Darunter befand sich Gerhard Mevissen, der Vater des bedeutenden rheinischen Industrie und Eisenbahnpioniers Gustav von Mevissen. Weitere damals gewiss stadtbekannte Vertragspartner waren Bürgermeister Peter Boscheinen, der Gold- und Silberschmied Wilhelm Melchior Cornely, der Kaufmann Mathias Gierlings, die Gastwirtin Witwe Holtz, die Vikare Langens und Brun und der Rosshändler Peter Conrad Hilgers. Für sie war die auf diese Weise erkaufte Sicherung ärztlicher Versorgung ein existenzieller Fortschritt, denn von allgemeiner medizinischer Unterversorgung wird man ausgehen müssen. Die wird auch in der gerade zurückliegenden französischen Ära nicht besser gewesen sein: 1806 sind für Dülken zwei "officiers de santé" genannt.

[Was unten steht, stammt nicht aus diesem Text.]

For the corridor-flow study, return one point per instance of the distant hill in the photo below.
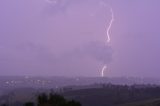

Dieser Dülkener Versicherungsvertrag auf Gegenseitigkeit wurde in einer Zeit geschlossen, als das Versicherungswesen sich erst allmählich zu entwickeln begann. Das Bedürfnis nach Absicherung gegen das mit der zunehmenden Industrialisierung wachsende Unfall-, Invaliditäts- und Krankheitsrisiko wurde immer größer. Doch es sollte noch rund sieben Jahrzehnte dauern, bis Otto von Bismarck seine epochale Sozialgesetzgebung durchsetzte, in deren Rahmen 1884 auch die Krankenversicherung geregelt wurde. Dabei übernahm schon damals der Arbeitgeber ein Drittel, der Arbeitnehmer zwei Drittel der Krankenkassenbeiträge. Für damalige Verhältnisse sensationell fortschrittlich waren die Leistungen: 60 Prozent des Lohnes bis zu 26 Wochen, ärztliche Behandlung, Arznei- und Hilfsmittel, Krankenhausbehandlung, Sterbegeld sowie Wöchnerinnenunterstützung.

(Der Dülkener Vertrag von 1817 ist in vollem Wortlaut im Heimatbuch des Kreises Viersen von 1985 nachzulesen.).